First occurence out of a group of records.

alvarez-m · Post by **alvarez-m** » Wed Jan 05, 2005 9:51 am

Hi,

How can I get the first occurence out of a group of records?

For instance, I would like to get only the first record where ID1 = 100 and ID2 = 110 (I would get the record with code XYZ, ignore the next two records, get the fourth record, and so on....

ID1 ID2 CODE DESC
----------------------------------
100 110 XYZ TEXT1
100 110 ABC TEXT2
100 110 MNO TEXT3
200 120 EFG TXT1
300 150 OPQ TXT2
......

Thanks,
Max.

kcbland · Post by **kcbland** » Wed Jan 05, 2005 9:54 am

Lots of ways. You have to give more information, like are you processing thousands or millions of rows. Is your data sorted already, or are you sorting it. Is it coming to you in a file or a is it in a table.

You can see that we can go different routes on solutions: sorting, aggregating, SQL, unix commands, etc.

alvarez-m · Post by **alvarez-m** » Wed Jan 05, 2005 10:14 am

The oracle table has less than 5,000 rows. The table is already in order (ID1 and ID2 ascending). My preference would be to utilize data stage capabilities or SQL rather than OS commands.
Thanks.

kcbland · Post by **kcbland** » Wed Jan 05, 2005 10:25 am

First of all, tables do not store data ordered.

5000 rows means you can do it anyway you want. But, you will need the data ordered EXPLICITLY using SQL. There is no debate on this matter.

Per your requirement NOT to use SQL to give you the first row in each ordered group, your pure DS solution NOT using any unix command assistance, leaves you with a couple of design options.

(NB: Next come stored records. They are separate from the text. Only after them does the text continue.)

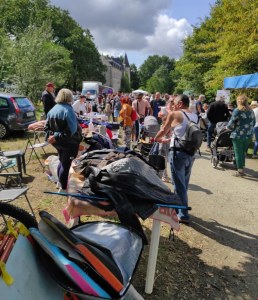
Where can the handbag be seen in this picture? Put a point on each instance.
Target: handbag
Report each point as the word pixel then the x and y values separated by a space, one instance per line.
pixel 155 160
pixel 133 115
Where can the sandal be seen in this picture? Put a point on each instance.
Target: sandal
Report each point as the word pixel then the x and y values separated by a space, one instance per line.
pixel 239 174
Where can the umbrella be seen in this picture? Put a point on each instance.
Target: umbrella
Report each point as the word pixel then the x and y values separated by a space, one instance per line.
pixel 140 91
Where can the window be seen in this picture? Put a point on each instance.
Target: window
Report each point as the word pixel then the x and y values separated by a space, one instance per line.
pixel 3 103
pixel 22 102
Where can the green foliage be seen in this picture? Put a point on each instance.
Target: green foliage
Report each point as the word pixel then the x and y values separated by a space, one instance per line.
pixel 160 81
pixel 5 56
pixel 72 52
pixel 151 65
pixel 125 84
pixel 37 60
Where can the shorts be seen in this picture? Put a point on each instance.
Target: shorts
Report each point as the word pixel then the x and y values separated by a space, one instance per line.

1. Write a job that SQL selects w/ ORDER BY and write each row to a hash file using ID1 and ID2 as the primary key. In the transformer stage that writes to the hash file, have a separate reference to that hash file (must be a different hash file stage icon to do this). If the lookup "sees" the row, then you already have gotten the first row and need to throw away that row, otherwise insert it into the hash file. You will have to disable all read and write caching, as well as pre-create the hash file.

2. Write a job that SQL selects w/ ORDER BY and write each row to a aggregator stage using ID1 and ID2 as the grouping keys and use the FIRST aggregator function on all remaining attribute columns. Indicate that the data is sorted by the ID1 and ID2 columns.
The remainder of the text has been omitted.